Doc Schplok dissappeared in the 1960s when he was embroiled in the supposed death by drowning of then Prime Minister Harold Holt. He left behind a legacy of mad science, a note reading 'chinese alien submarines stole out prime minister' and a perfected under-water unicycle. While Harold Holt had a swimming pool named after him, Doc Schplok is now largely forgotten by history. His lab was demolished and replaced with a roller skating rink, which was then replaced by a super-market car park. The last remaining Lightning Cannon is held by the War Memorial in Canberra, but does not work anymore due to having suffered a catestrophic de-compression in it's womble-chamber (a Doc Schplok term), leaving 36% of the cannon in a melted mess on the floor.
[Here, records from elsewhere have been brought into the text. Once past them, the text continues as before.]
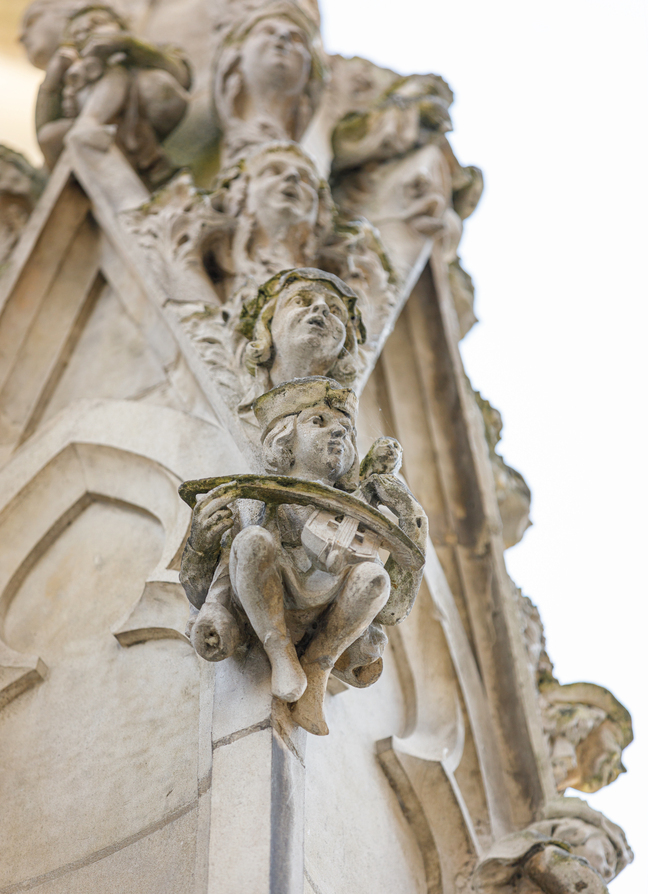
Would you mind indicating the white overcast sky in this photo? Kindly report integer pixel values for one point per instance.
(551, 102)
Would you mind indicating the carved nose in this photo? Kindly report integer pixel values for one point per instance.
(320, 307)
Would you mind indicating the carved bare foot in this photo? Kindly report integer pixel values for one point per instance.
(309, 710)
(288, 679)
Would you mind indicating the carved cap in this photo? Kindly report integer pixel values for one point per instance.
(273, 287)
(300, 394)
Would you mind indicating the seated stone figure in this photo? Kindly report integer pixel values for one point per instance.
(309, 594)
(104, 75)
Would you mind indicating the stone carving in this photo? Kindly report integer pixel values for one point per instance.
(98, 71)
(393, 164)
(20, 186)
(513, 494)
(303, 573)
(587, 729)
(268, 75)
(573, 848)
(302, 322)
(267, 213)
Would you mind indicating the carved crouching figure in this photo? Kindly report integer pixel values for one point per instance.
(307, 581)
(102, 74)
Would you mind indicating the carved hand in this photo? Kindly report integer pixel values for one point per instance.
(211, 519)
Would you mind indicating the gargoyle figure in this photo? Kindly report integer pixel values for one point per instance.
(102, 74)
(586, 727)
(268, 77)
(304, 576)
(574, 848)
(393, 164)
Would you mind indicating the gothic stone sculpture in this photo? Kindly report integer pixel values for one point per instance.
(304, 576)
(102, 74)
(268, 77)
(302, 322)
(572, 848)
(20, 187)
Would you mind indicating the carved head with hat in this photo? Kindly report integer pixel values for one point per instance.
(308, 431)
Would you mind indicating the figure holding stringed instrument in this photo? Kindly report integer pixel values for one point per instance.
(303, 573)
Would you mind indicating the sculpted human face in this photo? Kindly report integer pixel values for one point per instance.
(309, 326)
(275, 54)
(41, 33)
(412, 189)
(283, 189)
(324, 449)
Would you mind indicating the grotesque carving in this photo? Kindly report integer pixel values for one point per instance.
(98, 71)
(302, 322)
(587, 730)
(268, 76)
(20, 186)
(393, 164)
(586, 727)
(305, 575)
(268, 213)
(573, 848)
(513, 494)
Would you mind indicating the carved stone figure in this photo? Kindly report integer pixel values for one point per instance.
(574, 848)
(586, 727)
(304, 575)
(302, 322)
(20, 186)
(393, 164)
(268, 77)
(103, 74)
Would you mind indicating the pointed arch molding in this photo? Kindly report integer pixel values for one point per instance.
(131, 453)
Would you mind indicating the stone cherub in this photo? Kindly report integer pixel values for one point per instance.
(302, 322)
(268, 77)
(304, 575)
(104, 75)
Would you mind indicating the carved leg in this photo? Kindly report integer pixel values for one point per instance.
(259, 587)
(362, 597)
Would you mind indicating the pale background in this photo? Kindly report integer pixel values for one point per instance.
(551, 102)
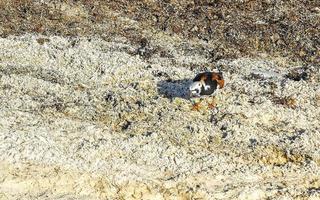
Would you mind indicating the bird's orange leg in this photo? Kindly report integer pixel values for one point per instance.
(196, 106)
(213, 103)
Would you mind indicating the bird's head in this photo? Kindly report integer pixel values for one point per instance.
(195, 89)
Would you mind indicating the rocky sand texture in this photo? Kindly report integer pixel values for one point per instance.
(93, 100)
(84, 118)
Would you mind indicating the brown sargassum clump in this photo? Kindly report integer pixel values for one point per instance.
(242, 28)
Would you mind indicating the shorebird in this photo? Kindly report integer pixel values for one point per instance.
(205, 84)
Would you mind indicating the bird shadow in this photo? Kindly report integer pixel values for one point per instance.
(174, 88)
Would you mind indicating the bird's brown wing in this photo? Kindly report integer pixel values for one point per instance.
(219, 78)
(201, 77)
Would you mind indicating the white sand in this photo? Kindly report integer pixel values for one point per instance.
(92, 120)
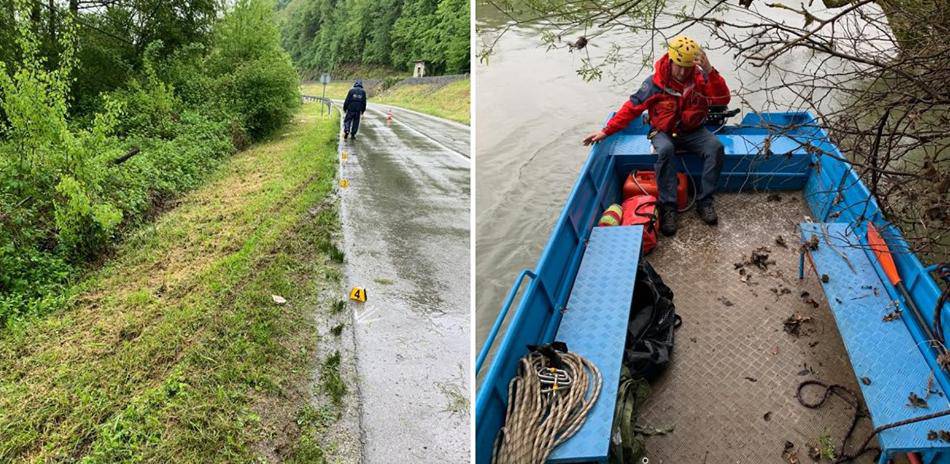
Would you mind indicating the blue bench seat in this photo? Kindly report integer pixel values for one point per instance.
(594, 325)
(884, 352)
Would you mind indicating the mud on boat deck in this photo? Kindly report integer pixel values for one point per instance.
(734, 364)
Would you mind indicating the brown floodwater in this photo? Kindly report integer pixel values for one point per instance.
(533, 109)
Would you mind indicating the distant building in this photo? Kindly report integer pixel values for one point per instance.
(420, 70)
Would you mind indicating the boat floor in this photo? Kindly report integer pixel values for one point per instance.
(730, 390)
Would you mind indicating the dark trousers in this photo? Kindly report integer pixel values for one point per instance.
(351, 122)
(700, 142)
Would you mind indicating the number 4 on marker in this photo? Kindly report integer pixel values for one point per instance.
(358, 294)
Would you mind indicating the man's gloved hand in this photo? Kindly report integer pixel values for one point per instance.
(595, 137)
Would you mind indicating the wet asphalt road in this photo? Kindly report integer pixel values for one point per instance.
(406, 228)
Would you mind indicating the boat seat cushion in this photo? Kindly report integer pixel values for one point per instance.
(883, 352)
(594, 325)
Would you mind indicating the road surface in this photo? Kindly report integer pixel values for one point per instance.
(405, 222)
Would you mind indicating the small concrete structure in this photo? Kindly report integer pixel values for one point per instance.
(420, 69)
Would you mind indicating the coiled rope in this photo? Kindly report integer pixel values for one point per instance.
(546, 405)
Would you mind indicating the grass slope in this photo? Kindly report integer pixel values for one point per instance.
(175, 351)
(451, 101)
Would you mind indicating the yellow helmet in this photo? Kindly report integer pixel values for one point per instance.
(683, 50)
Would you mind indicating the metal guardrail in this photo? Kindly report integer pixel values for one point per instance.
(325, 101)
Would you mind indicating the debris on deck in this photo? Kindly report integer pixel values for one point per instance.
(916, 401)
(789, 453)
(793, 325)
(893, 315)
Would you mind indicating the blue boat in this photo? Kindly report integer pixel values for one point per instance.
(581, 288)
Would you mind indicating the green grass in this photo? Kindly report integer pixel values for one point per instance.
(174, 351)
(452, 101)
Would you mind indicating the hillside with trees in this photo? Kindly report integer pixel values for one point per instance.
(108, 110)
(329, 35)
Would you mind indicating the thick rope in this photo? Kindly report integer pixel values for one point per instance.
(538, 421)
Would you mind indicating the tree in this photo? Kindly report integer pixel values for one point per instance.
(866, 68)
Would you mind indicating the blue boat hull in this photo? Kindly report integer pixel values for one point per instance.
(767, 151)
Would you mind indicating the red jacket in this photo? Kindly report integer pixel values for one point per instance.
(672, 106)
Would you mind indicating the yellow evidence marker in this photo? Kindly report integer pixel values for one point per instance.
(358, 294)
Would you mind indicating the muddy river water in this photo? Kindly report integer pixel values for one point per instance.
(533, 109)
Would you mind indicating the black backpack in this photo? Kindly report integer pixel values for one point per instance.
(650, 328)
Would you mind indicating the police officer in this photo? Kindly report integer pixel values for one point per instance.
(353, 106)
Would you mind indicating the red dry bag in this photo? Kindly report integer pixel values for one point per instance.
(641, 210)
(644, 183)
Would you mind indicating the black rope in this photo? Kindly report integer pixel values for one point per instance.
(852, 399)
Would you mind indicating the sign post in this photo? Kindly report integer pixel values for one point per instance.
(325, 79)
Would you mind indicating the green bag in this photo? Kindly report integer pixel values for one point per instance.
(626, 443)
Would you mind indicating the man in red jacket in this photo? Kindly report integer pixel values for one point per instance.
(676, 98)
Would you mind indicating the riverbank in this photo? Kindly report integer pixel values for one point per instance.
(445, 99)
(213, 334)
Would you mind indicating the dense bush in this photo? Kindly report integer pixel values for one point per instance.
(71, 181)
(322, 35)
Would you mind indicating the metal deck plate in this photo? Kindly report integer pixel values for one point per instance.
(883, 351)
(595, 326)
(733, 363)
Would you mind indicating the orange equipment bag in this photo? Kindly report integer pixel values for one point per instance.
(641, 210)
(647, 186)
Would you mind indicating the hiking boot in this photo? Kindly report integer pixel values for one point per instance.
(707, 213)
(668, 218)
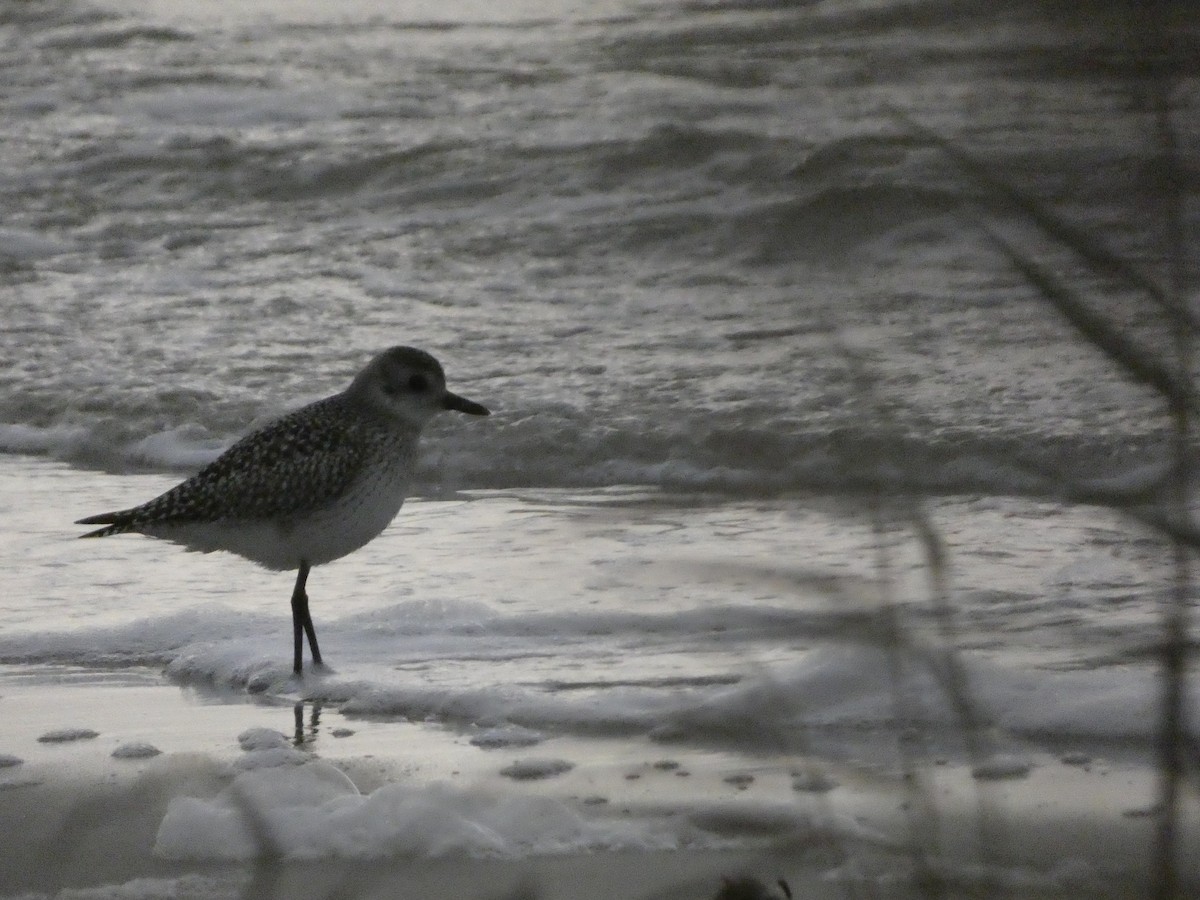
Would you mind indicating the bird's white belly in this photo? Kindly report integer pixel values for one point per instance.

There are no good kits, bad kits or grail kits, just kitbash fodder.

Taiidantomcat

"Imagination is the one weapon in the war against reality." -Jules de Gaultier

"My model is right! It's the real world that's wrong!" -global warming scientist

An armor guy, who builds airplanes almost exclusively, that he converts to space fighters-- all while admiring ship models.

comrade harps

QuoteWhile Harold Holt had a swimming pool named after him
I've always loved the very idea (let alone the realty) of the Harold Holt memorial swimming pool:
http://www.stonnington.vic.gov.au/explore-stonnington/sport-and-recreation/harold-holt-swim-centre/

Nice armoured vehicle too.
Whatever.

rickshaw

The Harold Holt swimming pool is one of those nicely ironic touch which restores my faith in the Australian character.   :thumbsup:
How to reduce carbon emissions - Tip #1 - Walk to the Bar for drinks.

puddingwrestler

I learned to swim there. It's heritage listed, but only because it's so amazingly ugly. There is no other building like it because people realised how terrible they looked.
There are no good kits, bad kits or grail kits, just kitbash fodder.

Glenn

I want one!!! Do you think you could convert my Ford Longreach PanelVan into one.....pplleeeaaasssssseeeeeeeeeee!!!   Think what it would be like going through a round-about in one of those....CRUNCH!
Glenn

proditor

Kangaroo/Horse crossbreeds!  BRILLIANT!!  :lol:

Love the designs, love the back stories even more.  Awesome job again!